Using OpenPose has the potential to provide reasonable estimations of CoM position and velocity during sprinting. There is however a limit to the denoising capabilities of Butterworth low-pass filters or Kalman smoothers, for example, during pushing (
Figure 4 and
Figure 5). The majority of measurement errors that were observed in this study are assumed to originate from the inaccurate or erroneous detection of joint centres by OpenPose. Seethapathi et al. [
34] highlights that pose estimation methods present enormous potential for movement sciences such as biomechanics but also acknowledge that better pose estimation algorithms are required for such applications. Further study is required to better understand the accuracy of joint centre detection by pose estimation algorithms but in the meantime, there are several steps that future work should consider. For sports such as skeleton where unusual body poses may fall beyond the generalisability of current pose estimation algorithms, networks can be retrained and specialised via transfer learning [
40,
41] to improve performance on a specific task. Open-source libraries such as DeepLabCut [
42] provide an effective way to achieve this with the potential to improve joint centre estimation performance. However, more broadly, for pose estimation methods to become more effective, there is a need for large, open-access, high quality biomechanics data sets [
34] which can be used to train the next generation of pose estimation algorithms.

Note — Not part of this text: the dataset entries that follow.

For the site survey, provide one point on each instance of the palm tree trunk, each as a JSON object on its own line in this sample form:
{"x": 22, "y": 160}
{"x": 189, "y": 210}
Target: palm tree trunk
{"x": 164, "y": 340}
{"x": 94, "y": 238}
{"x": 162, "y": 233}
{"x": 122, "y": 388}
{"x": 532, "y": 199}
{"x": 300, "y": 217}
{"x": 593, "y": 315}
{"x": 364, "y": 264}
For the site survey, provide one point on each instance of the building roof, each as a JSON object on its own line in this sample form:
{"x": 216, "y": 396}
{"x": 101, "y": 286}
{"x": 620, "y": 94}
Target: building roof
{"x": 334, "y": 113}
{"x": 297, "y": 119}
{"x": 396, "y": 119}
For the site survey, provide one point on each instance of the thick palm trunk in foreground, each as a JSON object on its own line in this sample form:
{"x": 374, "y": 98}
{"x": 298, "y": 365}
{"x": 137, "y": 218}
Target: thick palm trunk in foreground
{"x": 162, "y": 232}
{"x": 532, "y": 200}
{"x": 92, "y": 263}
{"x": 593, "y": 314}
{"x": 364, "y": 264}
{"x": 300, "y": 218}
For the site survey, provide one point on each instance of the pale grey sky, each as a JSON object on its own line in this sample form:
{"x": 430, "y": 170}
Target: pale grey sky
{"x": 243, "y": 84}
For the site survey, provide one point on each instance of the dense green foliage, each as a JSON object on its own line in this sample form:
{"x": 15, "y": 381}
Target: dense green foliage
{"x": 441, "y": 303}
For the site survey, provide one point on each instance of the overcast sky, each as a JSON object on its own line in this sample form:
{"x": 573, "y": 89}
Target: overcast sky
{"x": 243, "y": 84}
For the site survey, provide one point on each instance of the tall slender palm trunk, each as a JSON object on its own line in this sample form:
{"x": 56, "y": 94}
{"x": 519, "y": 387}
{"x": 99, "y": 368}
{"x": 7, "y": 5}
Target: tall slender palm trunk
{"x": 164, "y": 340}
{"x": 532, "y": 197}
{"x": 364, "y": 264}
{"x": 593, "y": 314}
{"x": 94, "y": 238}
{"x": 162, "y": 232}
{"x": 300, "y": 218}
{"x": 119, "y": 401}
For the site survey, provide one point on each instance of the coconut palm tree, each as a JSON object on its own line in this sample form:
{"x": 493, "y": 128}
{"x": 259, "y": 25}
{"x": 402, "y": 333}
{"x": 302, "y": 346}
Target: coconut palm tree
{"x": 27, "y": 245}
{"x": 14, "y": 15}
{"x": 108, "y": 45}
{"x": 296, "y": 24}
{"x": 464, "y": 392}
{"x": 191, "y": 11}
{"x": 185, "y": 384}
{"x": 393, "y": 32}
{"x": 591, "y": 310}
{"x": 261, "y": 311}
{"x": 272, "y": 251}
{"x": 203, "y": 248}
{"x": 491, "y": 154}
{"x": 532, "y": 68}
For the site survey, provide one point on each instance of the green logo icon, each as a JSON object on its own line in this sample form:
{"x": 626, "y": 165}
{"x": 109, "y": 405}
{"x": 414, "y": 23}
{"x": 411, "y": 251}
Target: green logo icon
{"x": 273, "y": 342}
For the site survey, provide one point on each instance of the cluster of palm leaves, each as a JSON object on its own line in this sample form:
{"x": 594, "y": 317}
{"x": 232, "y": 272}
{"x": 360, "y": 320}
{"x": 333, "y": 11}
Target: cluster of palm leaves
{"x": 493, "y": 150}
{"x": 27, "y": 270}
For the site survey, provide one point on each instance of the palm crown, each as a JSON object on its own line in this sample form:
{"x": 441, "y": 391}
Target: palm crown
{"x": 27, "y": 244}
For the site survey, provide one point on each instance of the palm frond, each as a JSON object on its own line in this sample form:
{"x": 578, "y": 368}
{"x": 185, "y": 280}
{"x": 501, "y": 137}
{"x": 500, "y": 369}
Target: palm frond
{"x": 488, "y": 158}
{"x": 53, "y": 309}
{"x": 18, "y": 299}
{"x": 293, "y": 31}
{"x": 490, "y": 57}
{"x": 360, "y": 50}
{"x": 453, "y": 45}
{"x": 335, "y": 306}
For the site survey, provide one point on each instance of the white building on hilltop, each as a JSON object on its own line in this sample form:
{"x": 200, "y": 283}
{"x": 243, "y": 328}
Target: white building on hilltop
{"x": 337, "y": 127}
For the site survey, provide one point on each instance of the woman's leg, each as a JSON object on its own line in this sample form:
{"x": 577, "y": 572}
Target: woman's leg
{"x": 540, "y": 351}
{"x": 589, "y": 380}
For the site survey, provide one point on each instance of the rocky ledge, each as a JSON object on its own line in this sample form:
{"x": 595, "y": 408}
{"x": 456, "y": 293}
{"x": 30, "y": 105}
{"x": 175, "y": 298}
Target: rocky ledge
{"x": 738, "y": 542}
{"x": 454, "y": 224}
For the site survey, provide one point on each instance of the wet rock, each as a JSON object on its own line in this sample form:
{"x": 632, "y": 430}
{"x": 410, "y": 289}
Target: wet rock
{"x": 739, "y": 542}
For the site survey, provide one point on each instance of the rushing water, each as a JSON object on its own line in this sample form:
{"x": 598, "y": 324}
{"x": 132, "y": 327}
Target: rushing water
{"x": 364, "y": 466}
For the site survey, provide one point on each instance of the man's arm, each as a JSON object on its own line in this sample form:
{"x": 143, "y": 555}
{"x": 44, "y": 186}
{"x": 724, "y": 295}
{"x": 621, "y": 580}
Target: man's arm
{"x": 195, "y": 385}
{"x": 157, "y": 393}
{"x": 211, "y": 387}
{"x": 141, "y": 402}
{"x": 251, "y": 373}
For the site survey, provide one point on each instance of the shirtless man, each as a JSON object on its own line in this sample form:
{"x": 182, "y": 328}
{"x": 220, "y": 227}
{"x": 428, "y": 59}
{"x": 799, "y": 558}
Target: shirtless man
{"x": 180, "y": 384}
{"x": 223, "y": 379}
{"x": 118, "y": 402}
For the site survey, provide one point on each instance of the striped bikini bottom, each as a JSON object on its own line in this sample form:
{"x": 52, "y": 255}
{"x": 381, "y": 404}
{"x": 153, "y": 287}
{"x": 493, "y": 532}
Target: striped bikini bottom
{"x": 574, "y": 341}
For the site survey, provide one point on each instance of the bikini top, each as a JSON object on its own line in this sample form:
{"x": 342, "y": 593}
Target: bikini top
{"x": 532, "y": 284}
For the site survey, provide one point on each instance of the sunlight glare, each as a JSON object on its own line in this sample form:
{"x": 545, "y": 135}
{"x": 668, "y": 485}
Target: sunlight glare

Despite the limitations presented by pose-estimation algorithms in this study, pose estimation is a rapidly advancing field that provides huge potential to capture CoM behaviour in a real-world environment and in a non-invasive manner. The approach presented in this study is capable of integrating the latest pose estimation models to enhance CoM location estimation and could be scaled up to capture data in larger volumes with multiple athletes. In the near future such approaches will likely outperform currently used technologies such as laser distance measurement and vision-based local positioning systems.